John Campbell Merriam (October 20, 1869 - October 30, 1945) was an American paleontologist. The first vertebrate paleontologist on the West Coast of the United States, he is best known for his taxonomy of vertebrate fossils at the La Brea Tar Pits in Los Angeles, particularly with the genus Smilodon, more commonly known as the sabertooth cat.

Biography

He was born in Hopkinton, Iowa the son of the postmaster and proprietor of a general store. As a young man, he began collecting Paleozoic invertebrate fossils near his Iowa home. He received a bachelors degree from Lenox College in Iowa, then went to the University of California to study geology and botany under Joseph Le Conte. He later went to Munich, Germany to study under the famous paleontologist Karl von Zittel. In 1894 he returned to the U.S. and joined the faculty at the University of California, teaching and performing research in both vertebrate and invertebrate paleontology.

In 1901 one of his lectures on paleontology inspired the young Annie Montague Alexander, who financed and took part in his expedition that year to Fossil Lake in Oregon. Alexander, who went on to a lifelong career as a paleontological benefactress, financed his subsequent expeditions to Mount Shasta in 1902 and 1903, as well as his famous 1905 Saurian Expedition to the West Humboldt Range in Nevada. During this expedition Merriam unearthed 25 specimens of ichthyosaur, many of them considered the finest every found.

In 1912 he was appointed chairman of the Department of Paleontology at the University of California. That same year he began his famous studies of vertebrates at the La Brea Tar Pits. He and his students categorized many of the vertebrate fossils found at the site. The smilodon was later established as the California state fossil.

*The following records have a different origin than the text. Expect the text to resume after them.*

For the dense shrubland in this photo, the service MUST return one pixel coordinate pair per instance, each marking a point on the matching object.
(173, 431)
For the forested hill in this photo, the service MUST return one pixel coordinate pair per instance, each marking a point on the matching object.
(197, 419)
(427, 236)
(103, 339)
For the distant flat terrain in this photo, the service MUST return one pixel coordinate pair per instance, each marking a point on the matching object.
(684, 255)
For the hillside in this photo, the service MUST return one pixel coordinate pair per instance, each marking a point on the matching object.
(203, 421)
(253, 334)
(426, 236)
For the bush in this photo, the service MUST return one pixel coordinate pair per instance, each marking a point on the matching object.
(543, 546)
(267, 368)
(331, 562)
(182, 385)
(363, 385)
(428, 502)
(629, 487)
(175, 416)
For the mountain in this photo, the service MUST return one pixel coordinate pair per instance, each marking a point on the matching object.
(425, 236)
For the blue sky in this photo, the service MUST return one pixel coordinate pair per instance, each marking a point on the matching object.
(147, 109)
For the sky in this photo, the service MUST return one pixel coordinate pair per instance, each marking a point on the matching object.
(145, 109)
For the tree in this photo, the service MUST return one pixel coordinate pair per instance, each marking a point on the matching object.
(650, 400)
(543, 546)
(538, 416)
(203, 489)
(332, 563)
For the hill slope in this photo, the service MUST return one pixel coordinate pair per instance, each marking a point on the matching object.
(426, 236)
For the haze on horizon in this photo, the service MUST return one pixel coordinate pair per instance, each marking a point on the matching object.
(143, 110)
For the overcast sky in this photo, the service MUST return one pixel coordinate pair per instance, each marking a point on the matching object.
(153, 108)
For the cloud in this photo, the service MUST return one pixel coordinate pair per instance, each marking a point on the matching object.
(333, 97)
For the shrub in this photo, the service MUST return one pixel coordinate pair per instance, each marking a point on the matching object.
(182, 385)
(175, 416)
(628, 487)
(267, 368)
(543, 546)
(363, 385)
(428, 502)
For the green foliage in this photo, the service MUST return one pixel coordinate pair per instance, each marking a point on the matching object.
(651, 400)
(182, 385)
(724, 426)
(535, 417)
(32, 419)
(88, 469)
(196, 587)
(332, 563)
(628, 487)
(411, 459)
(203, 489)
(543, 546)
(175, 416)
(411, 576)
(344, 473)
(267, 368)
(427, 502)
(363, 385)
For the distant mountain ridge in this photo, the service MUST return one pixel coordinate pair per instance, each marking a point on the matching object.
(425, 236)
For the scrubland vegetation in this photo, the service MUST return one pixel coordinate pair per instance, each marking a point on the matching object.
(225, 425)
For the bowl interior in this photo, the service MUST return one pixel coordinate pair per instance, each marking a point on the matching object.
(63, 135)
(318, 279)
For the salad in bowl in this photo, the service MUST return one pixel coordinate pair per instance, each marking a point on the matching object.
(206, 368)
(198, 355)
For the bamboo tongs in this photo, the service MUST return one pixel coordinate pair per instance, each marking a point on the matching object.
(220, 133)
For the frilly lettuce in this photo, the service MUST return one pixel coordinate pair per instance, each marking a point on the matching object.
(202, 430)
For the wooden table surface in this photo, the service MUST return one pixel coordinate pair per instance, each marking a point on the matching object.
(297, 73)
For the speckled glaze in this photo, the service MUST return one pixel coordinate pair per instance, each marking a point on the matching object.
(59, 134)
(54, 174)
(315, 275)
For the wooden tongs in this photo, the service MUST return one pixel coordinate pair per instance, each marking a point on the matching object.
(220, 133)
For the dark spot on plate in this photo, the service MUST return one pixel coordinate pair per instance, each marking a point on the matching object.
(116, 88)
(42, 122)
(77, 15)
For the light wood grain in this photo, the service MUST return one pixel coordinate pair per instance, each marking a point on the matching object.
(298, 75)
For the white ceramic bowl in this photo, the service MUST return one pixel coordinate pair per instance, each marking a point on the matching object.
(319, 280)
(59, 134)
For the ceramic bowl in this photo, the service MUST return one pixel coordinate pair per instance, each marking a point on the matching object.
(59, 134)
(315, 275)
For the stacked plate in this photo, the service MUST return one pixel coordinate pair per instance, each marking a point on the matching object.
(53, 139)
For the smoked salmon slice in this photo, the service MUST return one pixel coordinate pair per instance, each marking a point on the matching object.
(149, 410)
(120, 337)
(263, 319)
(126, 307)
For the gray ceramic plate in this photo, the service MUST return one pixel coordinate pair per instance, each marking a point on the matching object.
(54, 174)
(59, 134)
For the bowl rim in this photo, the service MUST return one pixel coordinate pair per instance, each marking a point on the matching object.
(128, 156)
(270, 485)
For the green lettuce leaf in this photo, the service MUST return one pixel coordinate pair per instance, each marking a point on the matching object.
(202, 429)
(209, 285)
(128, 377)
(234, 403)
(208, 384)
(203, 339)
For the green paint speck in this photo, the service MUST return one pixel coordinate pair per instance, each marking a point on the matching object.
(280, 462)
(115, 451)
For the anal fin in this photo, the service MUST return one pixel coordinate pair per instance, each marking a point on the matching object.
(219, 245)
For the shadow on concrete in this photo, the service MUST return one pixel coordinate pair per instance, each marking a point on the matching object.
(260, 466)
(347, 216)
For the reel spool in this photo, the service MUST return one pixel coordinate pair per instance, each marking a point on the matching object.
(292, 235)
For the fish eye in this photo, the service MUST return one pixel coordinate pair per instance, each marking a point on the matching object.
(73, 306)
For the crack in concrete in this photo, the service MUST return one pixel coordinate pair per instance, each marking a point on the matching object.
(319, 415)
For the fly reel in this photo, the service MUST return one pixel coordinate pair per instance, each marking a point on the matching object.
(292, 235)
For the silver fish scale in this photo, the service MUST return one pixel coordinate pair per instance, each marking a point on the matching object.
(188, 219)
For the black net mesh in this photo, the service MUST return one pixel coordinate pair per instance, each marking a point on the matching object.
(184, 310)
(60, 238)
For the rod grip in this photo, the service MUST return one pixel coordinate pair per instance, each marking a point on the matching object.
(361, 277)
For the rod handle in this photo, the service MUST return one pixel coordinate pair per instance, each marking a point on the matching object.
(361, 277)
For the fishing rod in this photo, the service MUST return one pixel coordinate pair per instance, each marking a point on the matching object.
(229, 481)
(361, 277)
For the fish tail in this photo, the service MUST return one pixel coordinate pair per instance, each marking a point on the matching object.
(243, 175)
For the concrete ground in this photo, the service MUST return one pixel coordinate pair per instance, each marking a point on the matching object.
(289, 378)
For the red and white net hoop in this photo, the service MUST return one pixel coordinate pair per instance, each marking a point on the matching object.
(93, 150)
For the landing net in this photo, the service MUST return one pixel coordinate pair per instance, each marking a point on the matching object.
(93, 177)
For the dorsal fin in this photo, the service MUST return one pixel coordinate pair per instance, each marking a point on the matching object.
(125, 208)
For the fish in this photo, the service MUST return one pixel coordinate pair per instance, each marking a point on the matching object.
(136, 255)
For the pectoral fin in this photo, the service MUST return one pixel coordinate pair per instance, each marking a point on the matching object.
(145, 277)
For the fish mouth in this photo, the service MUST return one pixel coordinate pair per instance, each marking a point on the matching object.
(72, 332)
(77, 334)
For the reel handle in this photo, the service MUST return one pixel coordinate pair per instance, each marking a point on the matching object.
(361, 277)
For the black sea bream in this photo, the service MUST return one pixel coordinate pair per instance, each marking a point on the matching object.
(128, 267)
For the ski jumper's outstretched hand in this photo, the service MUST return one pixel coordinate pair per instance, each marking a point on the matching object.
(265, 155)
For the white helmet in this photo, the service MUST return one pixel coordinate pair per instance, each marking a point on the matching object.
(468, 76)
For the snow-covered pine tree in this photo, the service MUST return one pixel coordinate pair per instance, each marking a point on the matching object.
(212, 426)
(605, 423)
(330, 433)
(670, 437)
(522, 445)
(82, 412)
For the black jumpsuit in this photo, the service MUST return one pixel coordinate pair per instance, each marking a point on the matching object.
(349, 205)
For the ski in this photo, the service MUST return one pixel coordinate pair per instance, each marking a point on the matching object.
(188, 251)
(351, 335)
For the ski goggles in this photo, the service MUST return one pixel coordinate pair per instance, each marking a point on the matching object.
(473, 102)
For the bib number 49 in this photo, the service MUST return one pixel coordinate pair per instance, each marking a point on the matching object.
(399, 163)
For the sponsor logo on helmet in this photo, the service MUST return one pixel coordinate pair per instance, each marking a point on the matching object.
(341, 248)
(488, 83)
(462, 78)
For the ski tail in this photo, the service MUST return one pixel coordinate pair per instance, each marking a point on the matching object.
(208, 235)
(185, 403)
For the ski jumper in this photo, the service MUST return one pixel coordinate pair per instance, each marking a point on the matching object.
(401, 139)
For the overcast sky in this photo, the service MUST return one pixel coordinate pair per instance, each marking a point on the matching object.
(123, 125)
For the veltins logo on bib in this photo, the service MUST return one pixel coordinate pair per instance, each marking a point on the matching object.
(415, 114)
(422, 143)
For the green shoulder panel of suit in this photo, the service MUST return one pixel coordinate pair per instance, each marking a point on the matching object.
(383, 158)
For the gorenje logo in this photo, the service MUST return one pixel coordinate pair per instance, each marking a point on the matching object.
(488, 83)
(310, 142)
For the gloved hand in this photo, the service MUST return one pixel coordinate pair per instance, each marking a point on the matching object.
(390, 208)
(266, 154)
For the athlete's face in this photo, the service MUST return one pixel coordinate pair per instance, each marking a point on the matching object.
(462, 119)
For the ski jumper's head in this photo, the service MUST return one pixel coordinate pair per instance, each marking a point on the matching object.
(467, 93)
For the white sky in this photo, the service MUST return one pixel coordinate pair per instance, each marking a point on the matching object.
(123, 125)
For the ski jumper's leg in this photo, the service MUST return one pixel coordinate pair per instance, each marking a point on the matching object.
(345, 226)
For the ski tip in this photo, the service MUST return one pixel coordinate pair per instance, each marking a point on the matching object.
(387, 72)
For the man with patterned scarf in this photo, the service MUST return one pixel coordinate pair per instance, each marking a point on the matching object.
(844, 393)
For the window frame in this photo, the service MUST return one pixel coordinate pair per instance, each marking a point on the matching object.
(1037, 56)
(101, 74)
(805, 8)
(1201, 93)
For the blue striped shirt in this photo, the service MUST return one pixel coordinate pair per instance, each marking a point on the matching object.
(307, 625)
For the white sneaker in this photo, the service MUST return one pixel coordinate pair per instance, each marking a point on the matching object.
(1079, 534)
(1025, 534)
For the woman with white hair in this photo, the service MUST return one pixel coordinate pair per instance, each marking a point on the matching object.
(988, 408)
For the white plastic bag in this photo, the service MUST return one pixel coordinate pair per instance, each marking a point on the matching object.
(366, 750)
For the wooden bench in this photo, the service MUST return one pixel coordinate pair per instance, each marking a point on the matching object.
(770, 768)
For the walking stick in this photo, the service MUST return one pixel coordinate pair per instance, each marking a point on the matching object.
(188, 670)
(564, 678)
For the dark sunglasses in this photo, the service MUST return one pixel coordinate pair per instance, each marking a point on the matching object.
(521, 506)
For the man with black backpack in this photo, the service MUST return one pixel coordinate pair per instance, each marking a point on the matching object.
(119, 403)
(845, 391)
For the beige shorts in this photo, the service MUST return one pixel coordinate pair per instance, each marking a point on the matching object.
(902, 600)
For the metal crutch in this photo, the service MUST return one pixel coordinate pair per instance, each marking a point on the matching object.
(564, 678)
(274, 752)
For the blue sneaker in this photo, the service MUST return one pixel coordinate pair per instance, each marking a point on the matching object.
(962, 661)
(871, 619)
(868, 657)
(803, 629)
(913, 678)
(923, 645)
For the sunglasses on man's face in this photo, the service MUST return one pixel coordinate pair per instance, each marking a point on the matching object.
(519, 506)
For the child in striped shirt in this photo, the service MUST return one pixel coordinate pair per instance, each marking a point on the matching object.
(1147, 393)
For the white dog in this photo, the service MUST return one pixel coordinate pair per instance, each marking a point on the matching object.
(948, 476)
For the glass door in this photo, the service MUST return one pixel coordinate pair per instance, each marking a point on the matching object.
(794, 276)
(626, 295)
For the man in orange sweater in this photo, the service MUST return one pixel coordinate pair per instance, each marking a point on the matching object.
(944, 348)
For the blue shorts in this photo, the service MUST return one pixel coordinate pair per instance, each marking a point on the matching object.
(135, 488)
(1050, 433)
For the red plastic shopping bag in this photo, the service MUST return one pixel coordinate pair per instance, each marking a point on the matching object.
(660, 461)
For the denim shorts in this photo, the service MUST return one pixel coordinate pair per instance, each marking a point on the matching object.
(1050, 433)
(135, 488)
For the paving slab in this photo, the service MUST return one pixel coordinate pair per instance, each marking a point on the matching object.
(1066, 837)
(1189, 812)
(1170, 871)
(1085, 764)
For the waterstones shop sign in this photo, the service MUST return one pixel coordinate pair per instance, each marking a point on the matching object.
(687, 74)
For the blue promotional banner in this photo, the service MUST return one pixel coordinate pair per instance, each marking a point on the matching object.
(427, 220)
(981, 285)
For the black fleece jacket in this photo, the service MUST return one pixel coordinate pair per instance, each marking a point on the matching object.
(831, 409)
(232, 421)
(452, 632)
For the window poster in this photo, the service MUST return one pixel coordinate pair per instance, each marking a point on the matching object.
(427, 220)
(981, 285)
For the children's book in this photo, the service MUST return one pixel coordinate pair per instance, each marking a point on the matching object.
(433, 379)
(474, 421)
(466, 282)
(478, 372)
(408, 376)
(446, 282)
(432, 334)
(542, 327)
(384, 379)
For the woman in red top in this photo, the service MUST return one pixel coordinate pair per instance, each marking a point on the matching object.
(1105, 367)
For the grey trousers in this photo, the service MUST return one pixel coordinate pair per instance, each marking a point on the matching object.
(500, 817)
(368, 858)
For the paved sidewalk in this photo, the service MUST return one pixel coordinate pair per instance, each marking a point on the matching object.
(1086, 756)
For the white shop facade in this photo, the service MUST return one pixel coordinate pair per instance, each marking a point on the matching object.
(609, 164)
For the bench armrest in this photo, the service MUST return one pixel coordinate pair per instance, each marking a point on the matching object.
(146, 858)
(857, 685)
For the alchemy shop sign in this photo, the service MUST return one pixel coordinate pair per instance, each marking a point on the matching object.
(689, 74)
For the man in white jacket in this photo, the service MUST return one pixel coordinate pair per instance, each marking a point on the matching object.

In 1918 he co-founded the Save-the-Redwoods League, which began significant preservation efforts after Merriam traveled the Redwood areas of Humboldt County, California in 1922 seeking to spare its old-growth the effects of logging he witnessed in Redwood forests closer to San Francisco.

In 1920 he was appointed dean of faculties, but he left that same year to become president of the Carnegie Institution in Washington, D.C.. He departure caused the university to combine the Paleontology Department with the Geology Department, angering Merriam's benefactress, Annie Alexander, who subsequently founded and endowed the university's Museum of Paleontology. As the head of Carnegie Institution, Merriam's administrative duties led to a reduction in his research for the rest of his career. He accomplishments as president included helping advance the educational programs of the National Park Service, as well as helping to preserve the California redwoods.

Merriam was a founding member of the Galton Society and cautious political supporter of eugenics.